The Folly of Empire

MG Siegler has an interesting TechCrunch item about Microsoft’s eye-popping losses in its online business:

Microsoft released their Q1 2011 earnings today. The results were very good except for one very big blemish: the Online Division. Last quarter, the division lost $560 million for Microsoft. That’s better than the previous quarter when it lost a staggering $696 million, but it’s much worse than a year ago, when it lost $477 million. In the past year, Microsoft has lost well over $2 billion from the division.

Let me repeat that: 1 year, a $2 billion loss.

Obviously, any startup that did that would have long since gone under — with that kind of burn rate, they probably would have gotten the plug pulled a few weeks into existence no matter how well-funded they were. But Microsoft keeps pumping money into the division. And they have to. Because even they realize it’s the future.
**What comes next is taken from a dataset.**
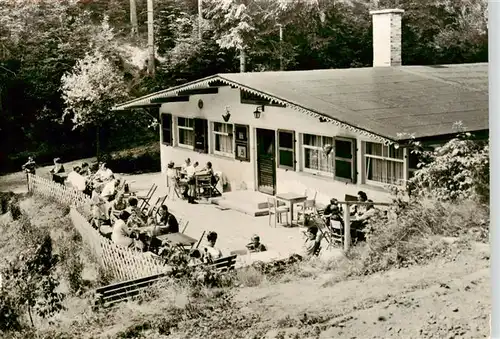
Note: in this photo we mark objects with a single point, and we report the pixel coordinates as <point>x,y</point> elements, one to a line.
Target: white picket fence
<point>122,262</point>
There’s an interesting divergence here between the perspective of Microsoft qua institution and Microsoft as a cooperative enterprise undertaken for the benefit of its shareholders. The conventional wisdom is that Microsoft needs to expand beyond its super-profitable core businesses because “[t]he web is making Windows (and every operating system) less vital, while at the same time coming up with free and/or cheap tools to replace the relatively expensive Office.” Therefore, the smart strategy for Microsoft is to take the giant profit margins of Office and Windows and plow them into new ventures.


An alternative approach would be to just say “we’ve got a great core business here that’s still great today and may or may not be obsolete in the future, so we’re just going to keep doing what we do well and pay out giant dividends.”

In practice that never happens. As firms like Microsoft mature, they do start paying dividends, but they never really go “all in.” Psychologically, successful business executives are bound to regard themselves as above-average businessmen who can maximize shareholder value by keeping profits in-house. And from a talent-retention/recruitment perspective it would probably seem demoralizing to just say “eh, we’re giving up on growth.” And of course it’s more fun to be the CEO of a large growing firm that’s a vital player on the cutting edges of technology than to preside over a stagnant-though-wealthy mechanism for funneling billions of dollars from corporate IT departments to shareholders. And in practice, the logistics of hostile takeovers are horrible and they’re rarely attempted.

And Microsoft is by no means unusual in this regard. Google is very aggressively pushing into new businesses instead of sitting on its existing cash cows, and Apple has a famously gigantic cash stockpile being presumably conserved for some nebulous future M&A; activity.